Oh, so you’re the one
While SQL Server 2016 adoption is still pretty low, and 2017 still quite isn’t out yet, that’s no reason to not invest a few days of dev time into a stored procedure that is only usable by the smallest portion of SQL Server users. Right?
Look, someone around here has to be future-proofing things.
With that in mind
I set out to write a stored procedure that does for Query Store (BOL) what sp_BlitzCache does for the plan cache, but with a new approach. sp_BlitzCache is glorious, don’t get me wrong! You ask it a question by giving it a sort order, and it gives you all the stuff in your plan cache ordered by that metric.
But, the plan cache is a fickle flower. Prone to clearing for various reasons, and often riddled with inconsequential items. I’m not saying Query Store isn’t also riddled with inconsequential items, but we can hopefully just do a bit more to avoid them.
I also didn’t want to reinvent the wheel – after all, there’s a GUI for Query Store. It has built in reports. I don’t wanna rewrite someone else’s query and dump it into a table and blah blah blah. That’s not fun for me, and it’s not helpful to you.
What we look for when we examine slow servers
When we come in to look at a SQL Server that’s in trouble, we wanna know what was going on when things were bad.
When you run sp_BlitzQueryStore, it basically:
- Looks at your workloads over the last 7 days (that’s configurable)
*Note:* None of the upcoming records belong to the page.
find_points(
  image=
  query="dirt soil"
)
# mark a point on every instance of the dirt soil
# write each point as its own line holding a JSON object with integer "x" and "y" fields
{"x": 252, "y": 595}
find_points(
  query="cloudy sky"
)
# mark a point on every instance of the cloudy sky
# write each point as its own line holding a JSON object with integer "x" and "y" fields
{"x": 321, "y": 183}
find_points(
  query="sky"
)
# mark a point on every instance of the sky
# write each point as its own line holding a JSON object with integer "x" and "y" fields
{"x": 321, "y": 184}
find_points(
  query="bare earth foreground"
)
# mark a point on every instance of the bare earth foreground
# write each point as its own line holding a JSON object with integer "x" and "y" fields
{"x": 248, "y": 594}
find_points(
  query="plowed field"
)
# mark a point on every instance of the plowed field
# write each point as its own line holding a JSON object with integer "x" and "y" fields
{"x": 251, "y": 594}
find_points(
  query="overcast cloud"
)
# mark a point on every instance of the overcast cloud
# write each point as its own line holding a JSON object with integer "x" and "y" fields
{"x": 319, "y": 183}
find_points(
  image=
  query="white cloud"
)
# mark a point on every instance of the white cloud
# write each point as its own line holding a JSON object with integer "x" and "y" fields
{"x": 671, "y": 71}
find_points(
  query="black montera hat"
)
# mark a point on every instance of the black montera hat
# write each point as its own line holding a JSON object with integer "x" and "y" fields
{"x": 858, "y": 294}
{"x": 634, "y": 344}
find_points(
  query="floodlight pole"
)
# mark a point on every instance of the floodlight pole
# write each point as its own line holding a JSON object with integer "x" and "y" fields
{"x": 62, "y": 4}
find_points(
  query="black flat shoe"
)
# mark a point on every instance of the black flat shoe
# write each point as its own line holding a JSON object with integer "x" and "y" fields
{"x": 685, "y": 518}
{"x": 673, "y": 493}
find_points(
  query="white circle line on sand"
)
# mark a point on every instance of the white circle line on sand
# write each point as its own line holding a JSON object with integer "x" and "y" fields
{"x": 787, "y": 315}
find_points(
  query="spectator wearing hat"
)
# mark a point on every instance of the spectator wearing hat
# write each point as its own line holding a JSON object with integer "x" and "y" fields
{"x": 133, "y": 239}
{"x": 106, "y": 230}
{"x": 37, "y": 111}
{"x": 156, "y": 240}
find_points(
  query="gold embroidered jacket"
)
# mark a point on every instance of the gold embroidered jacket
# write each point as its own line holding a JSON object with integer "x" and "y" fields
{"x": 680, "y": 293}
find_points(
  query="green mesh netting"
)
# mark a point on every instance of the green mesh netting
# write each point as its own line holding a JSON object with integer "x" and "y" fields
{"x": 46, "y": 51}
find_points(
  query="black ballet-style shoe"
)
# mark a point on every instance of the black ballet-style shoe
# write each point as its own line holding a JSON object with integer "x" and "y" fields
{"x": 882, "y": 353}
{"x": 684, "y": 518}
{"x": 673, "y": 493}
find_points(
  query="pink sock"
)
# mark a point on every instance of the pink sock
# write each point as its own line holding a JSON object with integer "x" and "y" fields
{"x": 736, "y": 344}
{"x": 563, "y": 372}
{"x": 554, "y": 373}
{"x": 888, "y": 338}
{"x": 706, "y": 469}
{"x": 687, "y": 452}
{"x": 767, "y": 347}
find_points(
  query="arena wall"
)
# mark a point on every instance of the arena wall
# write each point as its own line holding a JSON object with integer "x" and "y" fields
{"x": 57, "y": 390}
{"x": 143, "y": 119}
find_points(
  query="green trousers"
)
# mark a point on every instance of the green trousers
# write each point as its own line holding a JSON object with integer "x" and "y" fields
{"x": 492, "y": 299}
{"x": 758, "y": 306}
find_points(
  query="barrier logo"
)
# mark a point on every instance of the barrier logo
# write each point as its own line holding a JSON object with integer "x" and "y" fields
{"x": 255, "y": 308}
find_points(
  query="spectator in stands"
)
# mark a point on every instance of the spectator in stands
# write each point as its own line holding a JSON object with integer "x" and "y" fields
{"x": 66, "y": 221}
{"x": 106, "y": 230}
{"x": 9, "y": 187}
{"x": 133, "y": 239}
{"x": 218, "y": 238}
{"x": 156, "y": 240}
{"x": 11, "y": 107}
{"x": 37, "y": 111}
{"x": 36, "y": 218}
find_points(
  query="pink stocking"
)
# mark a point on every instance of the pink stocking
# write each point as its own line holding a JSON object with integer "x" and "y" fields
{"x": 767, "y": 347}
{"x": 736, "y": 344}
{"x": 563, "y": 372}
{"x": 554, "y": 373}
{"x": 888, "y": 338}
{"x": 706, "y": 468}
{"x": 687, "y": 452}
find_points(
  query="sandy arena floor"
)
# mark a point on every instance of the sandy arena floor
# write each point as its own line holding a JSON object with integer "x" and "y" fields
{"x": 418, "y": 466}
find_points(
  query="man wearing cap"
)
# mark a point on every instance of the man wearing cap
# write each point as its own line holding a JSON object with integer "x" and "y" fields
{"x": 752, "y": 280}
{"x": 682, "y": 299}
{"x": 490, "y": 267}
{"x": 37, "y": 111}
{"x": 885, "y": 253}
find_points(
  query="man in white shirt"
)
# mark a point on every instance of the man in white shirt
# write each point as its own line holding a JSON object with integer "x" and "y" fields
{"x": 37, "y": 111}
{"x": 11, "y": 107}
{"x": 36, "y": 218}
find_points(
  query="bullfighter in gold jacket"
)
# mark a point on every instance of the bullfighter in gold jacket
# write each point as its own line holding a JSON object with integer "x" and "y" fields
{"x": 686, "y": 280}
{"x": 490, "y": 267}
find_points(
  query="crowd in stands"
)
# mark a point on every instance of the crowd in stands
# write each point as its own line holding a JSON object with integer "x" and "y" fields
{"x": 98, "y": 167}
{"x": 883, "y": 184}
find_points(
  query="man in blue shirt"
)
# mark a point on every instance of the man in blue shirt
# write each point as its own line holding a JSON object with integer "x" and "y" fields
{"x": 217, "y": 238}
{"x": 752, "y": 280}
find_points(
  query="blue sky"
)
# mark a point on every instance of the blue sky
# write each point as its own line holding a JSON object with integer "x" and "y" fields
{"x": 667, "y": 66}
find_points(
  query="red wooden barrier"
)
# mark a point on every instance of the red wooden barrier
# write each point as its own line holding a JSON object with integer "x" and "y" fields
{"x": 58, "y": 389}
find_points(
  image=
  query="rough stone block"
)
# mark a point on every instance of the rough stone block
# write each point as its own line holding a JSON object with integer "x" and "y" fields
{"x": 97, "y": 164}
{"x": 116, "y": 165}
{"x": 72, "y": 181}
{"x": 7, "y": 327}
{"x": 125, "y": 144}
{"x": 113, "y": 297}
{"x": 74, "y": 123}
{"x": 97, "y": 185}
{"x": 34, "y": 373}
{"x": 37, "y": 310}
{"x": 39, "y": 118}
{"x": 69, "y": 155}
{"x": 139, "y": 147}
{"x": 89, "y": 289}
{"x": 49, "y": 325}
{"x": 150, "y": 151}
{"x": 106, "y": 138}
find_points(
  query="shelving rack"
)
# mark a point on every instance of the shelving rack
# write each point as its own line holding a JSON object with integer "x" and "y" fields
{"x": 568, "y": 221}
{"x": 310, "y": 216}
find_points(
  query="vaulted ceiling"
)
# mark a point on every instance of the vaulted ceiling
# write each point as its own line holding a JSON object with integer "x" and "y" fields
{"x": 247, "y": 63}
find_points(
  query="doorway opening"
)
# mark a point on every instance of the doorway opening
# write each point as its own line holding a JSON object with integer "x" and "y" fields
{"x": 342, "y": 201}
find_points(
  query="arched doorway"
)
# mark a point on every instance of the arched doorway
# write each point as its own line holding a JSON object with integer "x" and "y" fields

- Finds the highest resource consuming periods of time
- Finds the top 3 queries that used the most of that resource in that time (the top is configurable)
So, if your highest CPU usage was on 2017-05-31 between noon and 3pm, we’ll grab the top three queries that used CPU, then we’ll repeat that for all the other metrics we grab. As of now, that’s: duration, cpu, logical reads, physical reads, writes, memory, and rows returned. By sampling each of those, we can get a pretty well-rounded view of the worst stuff in your Query Store data.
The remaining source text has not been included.